Custom Composer Callback

class HFPushCallback(Callback):
  def __init__(self, repo_id: str, push_every_n_steps: int = 10):
      self.repo_id = repo_id
      self.push_every_n_steps = push_every_n_steps
      self.token = os.getenv("HF_TOKEN")
      self.hf_api = HfApi(token=self.token)
  
      create_repo(
          repo_id=self.repo_id,
          token=self.token,
          private=True,
          exist_ok=True
      )
  
  def batch_end(self, state: State, logger: Logger) -> None:            
      if state.timestamp.batch.value % self.push_every_n_steps == 0:
          self._push_model(state)
  
  def _push_model(self, state: State):
      with tempfile.TemporaryDirectory() as temp_dir:
          state.model.model.save_pretrained(temp_dir)
          
          self.hf_api.upload_folder(
              folder_path=temp_dir,
              repo_id=self.repo_id,
              commit_message=f"Step {state.timestamp.batch.value}"
          )

Important to note, state.model is the ComposerHFCausalLM wrapper around the HuggingFace model, so you have to access state.model.model to use the attribute save_pretrained.

Running Inference

You can use the following code to run inference on the model, just as you would any set of PEFT adapters from Hugging Face Hub.

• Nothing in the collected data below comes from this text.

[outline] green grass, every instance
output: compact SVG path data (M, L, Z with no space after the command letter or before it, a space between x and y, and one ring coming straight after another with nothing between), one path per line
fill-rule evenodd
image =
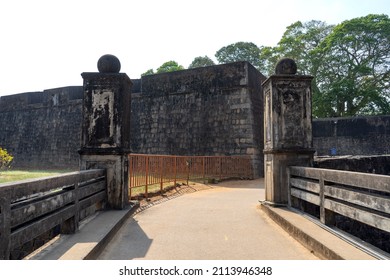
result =
M71 172L71 170L5 170L0 171L0 184L25 179L53 176L65 172Z

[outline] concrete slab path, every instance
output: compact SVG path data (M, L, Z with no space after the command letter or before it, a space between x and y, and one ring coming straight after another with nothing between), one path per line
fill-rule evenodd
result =
M314 260L259 209L263 179L226 181L130 217L98 259Z

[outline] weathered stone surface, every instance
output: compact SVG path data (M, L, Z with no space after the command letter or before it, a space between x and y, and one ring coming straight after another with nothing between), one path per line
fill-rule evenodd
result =
M119 73L121 63L116 56L106 54L99 58L97 68L100 73Z
M132 82L126 74L82 73L84 79L82 150L128 152Z
M253 148L262 158L262 76L243 65L132 80L132 152L238 155ZM82 98L82 86L2 96L0 146L13 166L78 169ZM313 119L312 129L318 155L332 148L336 155L390 154L390 116ZM263 170L263 159L253 160Z
M2 184L0 259L24 257L48 241L43 236L55 228L57 234L74 233L85 217L80 212L104 205L105 174L89 170Z
M291 58L282 58L276 63L276 75L295 75L297 73L297 64Z
M280 62L277 68L284 73L279 74L291 71L292 64ZM287 167L312 165L312 78L272 75L263 83L265 199L272 205L288 204Z
M263 79L245 62L142 77L142 92L132 95L132 152L252 151L256 176L262 176Z
M0 146L14 167L77 169L82 87L0 98Z
M311 76L271 76L264 84L264 149L312 148Z
M129 203L126 163L130 152L132 82L123 73L81 75L84 98L80 169L106 169L107 204L124 209Z
M319 168L390 175L390 155L316 157Z
M390 116L328 118L313 121L317 155L390 154Z

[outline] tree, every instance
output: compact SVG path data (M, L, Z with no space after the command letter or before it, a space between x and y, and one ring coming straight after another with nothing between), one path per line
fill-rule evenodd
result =
M154 70L153 69L149 69L145 73L142 73L141 77L142 76L147 76L147 75L153 75L153 74L154 74Z
M257 70L265 76L274 74L276 63L281 57L276 47L260 47L260 62Z
M219 63L248 61L253 66L260 66L260 49L254 43L237 42L219 49L215 53Z
M320 60L317 48L332 29L332 25L322 21L297 21L287 27L275 48L276 56L294 59L299 65L299 74L315 75Z
M198 56L195 57L194 60L191 62L191 64L188 66L188 69L191 68L197 68L197 67L204 67L204 66L212 66L215 65L214 61L206 56Z
M337 25L317 48L321 116L390 113L390 19L368 15Z
M282 57L312 75L313 116L390 113L390 23L368 15L337 26L300 21L288 26L276 47L262 47L259 70L272 74Z
M157 68L156 73L165 73L165 72L173 72L173 71L179 71L183 70L184 67L179 65L176 61L167 61L163 63L159 68Z
M9 168L12 160L13 156L11 156L7 150L0 147L0 170Z
M332 32L334 26L325 22L312 20L309 22L297 21L287 27L277 47L273 48L272 62L283 57L295 60L298 65L298 74L312 75L313 91L313 115L324 117L329 109L329 100L321 94L318 84L321 84L322 76L318 72L323 62L323 52L319 46ZM274 69L272 69L273 71Z

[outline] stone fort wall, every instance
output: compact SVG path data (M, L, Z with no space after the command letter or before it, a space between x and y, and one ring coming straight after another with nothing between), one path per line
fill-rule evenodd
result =
M131 151L176 155L248 155L263 175L265 79L237 62L133 80ZM0 146L14 167L79 164L82 87L0 98Z
M0 98L0 146L15 167L78 167L82 98L79 86Z
M132 94L131 150L248 155L262 176L264 79L247 62L143 77Z
M390 154L390 116L313 120L317 155Z
M131 150L177 155L250 155L263 172L265 79L246 62L133 80ZM14 167L78 169L82 86L0 98L0 146ZM390 116L313 120L317 155L390 153Z

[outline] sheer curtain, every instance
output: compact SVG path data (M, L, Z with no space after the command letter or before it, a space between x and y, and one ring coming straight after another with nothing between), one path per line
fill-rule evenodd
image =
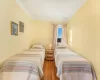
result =
M58 29L58 25L53 24L53 48L55 48L55 46L57 45L57 29ZM66 25L62 25L62 44L67 45L67 29L66 29Z
M57 25L53 24L53 48L57 45Z
M67 26L62 25L63 33L62 33L62 43L67 45Z

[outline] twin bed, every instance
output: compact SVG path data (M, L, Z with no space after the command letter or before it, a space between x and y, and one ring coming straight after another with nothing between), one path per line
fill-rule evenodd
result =
M96 80L92 64L67 47L55 48L57 77L60 80Z
M55 48L55 65L60 80L96 80L92 64L67 47ZM40 80L43 77L45 48L33 45L0 66L0 80Z
M45 48L34 45L0 66L0 80L40 80L43 77Z

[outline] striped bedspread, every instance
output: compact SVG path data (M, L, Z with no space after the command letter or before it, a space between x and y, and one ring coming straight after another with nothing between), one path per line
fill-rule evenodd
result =
M23 54L34 54L34 55L41 55L42 57L42 64L44 64L45 59L45 49L28 49L22 52ZM43 65L42 65L43 67Z
M42 56L39 54L17 54L12 56L11 58L7 59L7 60L17 60L17 61L33 61L35 62L38 67L42 68Z
M89 62L63 62L58 69L60 80L96 80L95 71Z
M34 80L38 76L41 78L41 71L32 61L9 60L0 66L0 80Z
M97 80L93 65L71 50L56 50L55 62L60 80Z

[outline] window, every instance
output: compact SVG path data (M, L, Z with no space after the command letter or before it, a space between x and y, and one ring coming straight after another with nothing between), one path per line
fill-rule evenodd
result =
M67 45L66 25L53 25L53 47Z
M62 25L58 25L57 28L57 42L61 42L62 40Z

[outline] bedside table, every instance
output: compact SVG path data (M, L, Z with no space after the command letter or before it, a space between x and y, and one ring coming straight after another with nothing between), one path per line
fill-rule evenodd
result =
M54 60L54 49L47 49L46 50L46 57L45 57L46 60Z

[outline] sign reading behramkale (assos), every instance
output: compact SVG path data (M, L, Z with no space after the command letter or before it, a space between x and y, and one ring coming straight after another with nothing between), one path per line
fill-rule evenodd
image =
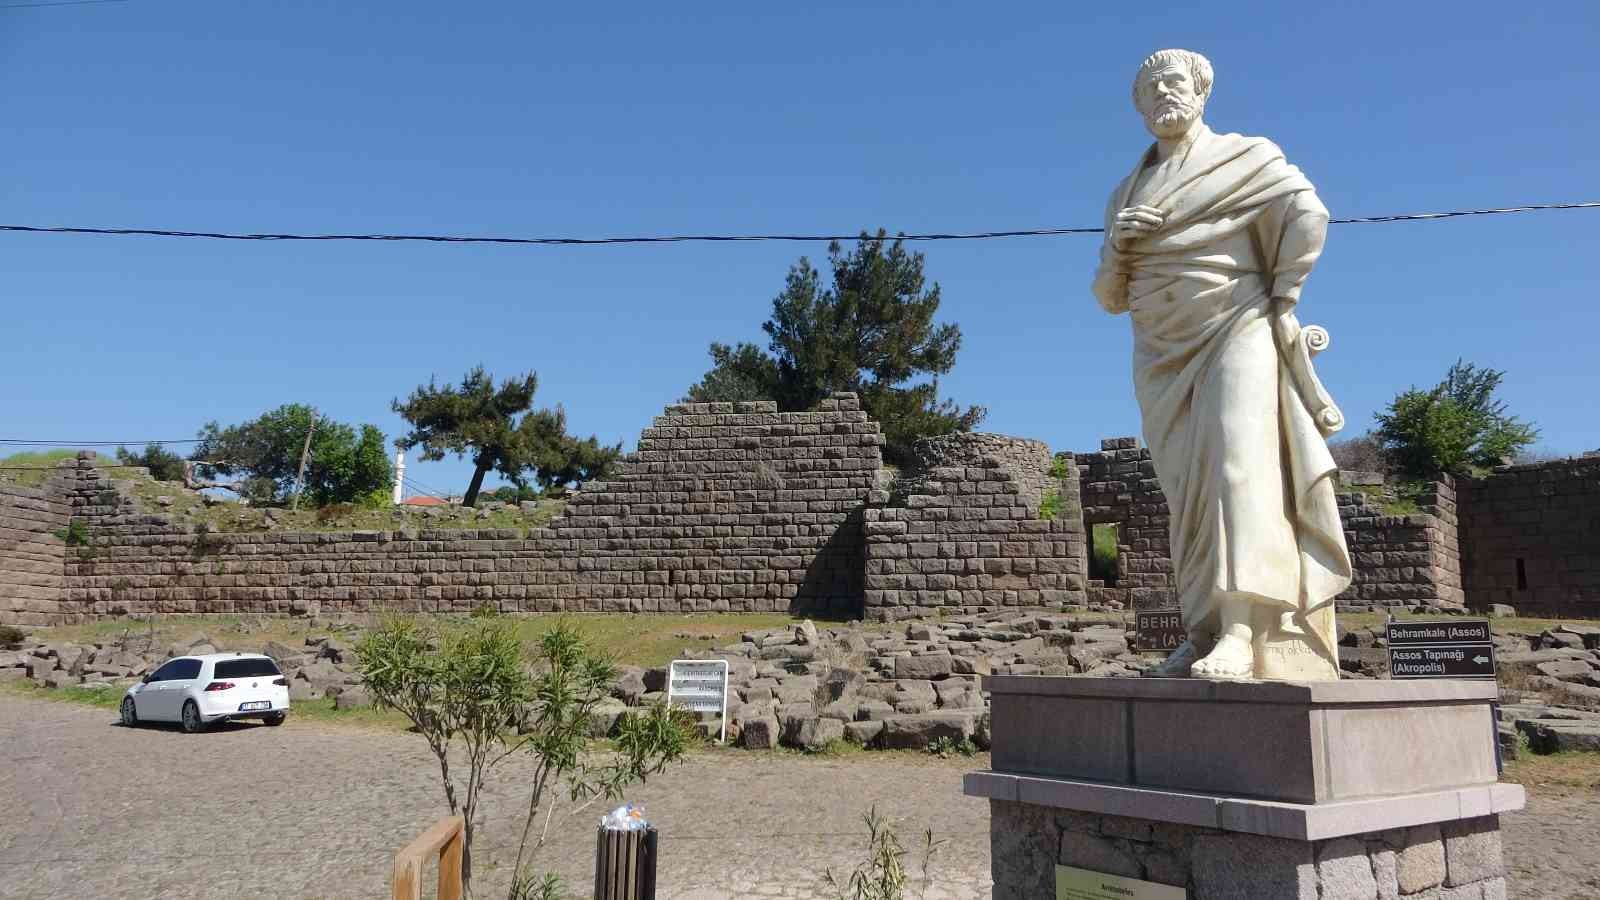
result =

from transformers import AutoModelForCausalLM, AutoTokenizer
from peft import PeftModel


model_id = "HuggingFaceTB/SmolLM2-135M"
tokenizer = AutoTokenizer.from_pretrained(model_id)
model = AutoModelForCausalLM.from_pretrained(model_id)

model = PeftModel.from_pretrained(
    model,
    "<repo_id>",
    revision = "<revision>"
)

prompt = "The best thing about artificial intelligence is "
inputs = tokenizer(prompt, return_tensors="pt")
attention_mask = inputs["attention_mask"]

outputs = model.generate(
  inputs['input_ids'],
  attention_mask=attention_mask,
  pad_token_id=tokenizer.eos_token_id
)

print(tokenizer.decode(outputs[0], skip_special_tokens=True))

The revision parameter is the commit ID in your Hugging Face repo. In this way, if you, say, push your model every 100 steps, then you can use the revision argument for each of those checkpoints and run your evaluations. Then you can log those evaluations to your W&B project so that your evaluation log is comparable with other training logs.